Speaking on the production of vaccines in Nigeria, the Director-General said the government have been working towards local vaccine production even before the COVID-19 pandemic.
“We are working day and night to ensure that by the end of the year we will start manufacturing our own vaccines, but that does not mean that we will completely develop a vaccine.
“But the government also have a PPP arrangement with Biovaccines.

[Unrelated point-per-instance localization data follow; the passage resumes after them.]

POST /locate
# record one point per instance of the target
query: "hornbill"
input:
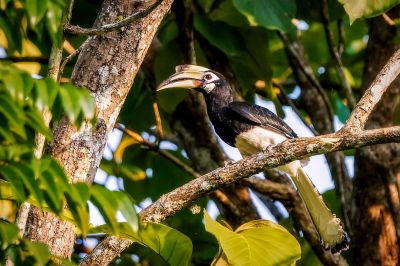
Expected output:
(251, 129)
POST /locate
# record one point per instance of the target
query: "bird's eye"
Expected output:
(208, 77)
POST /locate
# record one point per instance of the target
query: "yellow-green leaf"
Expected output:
(367, 8)
(258, 242)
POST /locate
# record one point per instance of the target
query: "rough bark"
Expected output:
(376, 207)
(289, 150)
(287, 194)
(107, 67)
(191, 123)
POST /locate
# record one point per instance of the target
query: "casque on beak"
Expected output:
(186, 76)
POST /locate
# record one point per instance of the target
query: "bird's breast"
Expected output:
(256, 140)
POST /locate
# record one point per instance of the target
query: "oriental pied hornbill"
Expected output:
(251, 129)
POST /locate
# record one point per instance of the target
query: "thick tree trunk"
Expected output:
(107, 67)
(376, 205)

“While the government has 49 per cent shares, May & Baker has 51 per cent and it started a long time ago but not just for the COVID-19 vaccine.”
She said Nigeria got the green light to begin manufacturing following the agency’s attainment of Level 3 maturation of the World Health Organisation, WHO.
“Again, we are talking about local manufacturing of vaccines because NAFDAC got WHO Level 3 maturation – ML 3 – and without that, we will not be able to manufacture the vaccine.”
She said Nigeria is looking at using a modular lab, to begin with, which she said was Good Manufacturing Practice, GMP, ready lab. It is like a mobile home that is already fitted.
“We also have human capital. We have people trained in biotechnology, virology, MRI technology and we can find them at the National Veterinary Institute.
“We have capable Nigerians that have been manufacturing vaccines for years. We have the vaccine ecosystem.”
Speaking further on how the agency was working to bring down the rate of the fake drugs in circulation, she said, NAFDAC did a survey with the WHO, on the quality of medicines in Nigeria and it was found that some local companies in Nigeria were falsifying medicines and we shut them down for three months to serve as a deterrent to others.
“They lost a lot of money in their investment but it is not good for our people. Most of their products were below 100 per cent potency. Some were 70-80 per cent, we shut them down.
“In terms of levels, part of the global benchmark is to have a Scheme, where you can do risk-based post-marketing surveillance when you have 1,000 products you cannot just start testing 1,000 products.
“You will have risk criteria, it may be a sterile dosage form, infusion, injection or it’s a medicine that can break down easily.
“Antimalarial was one of most used and most faked, followed by Oxytocin used to induce labour.
“The study was done in 11 states between the North and South, we found out that we have about 9 to 10 per cent falsification and that is the latest we have now, and we are trying to expand the research to involve border towns because a lot of activities take place across our borders,” she added.
She further lamented that Nigeria has a porous border which has affected the effectiveness of surveillance.
“We have a track and trace system. NAFDAC is one of the few agencies in Nigeria that is using bar-coding to bring sanity to the supply change.
“It is a five-year strategy that the minister has launched. We have sued the technology for COVID-119. We use track and trace technology to trace wrong batches.
“It is difficult to prevent the cloning of NAFDAC numbers; we have seen some of them happening.
“We have to be vigilant as consumers and get our medicine where we have confidence. The fact that it is too cheap does not make it good.”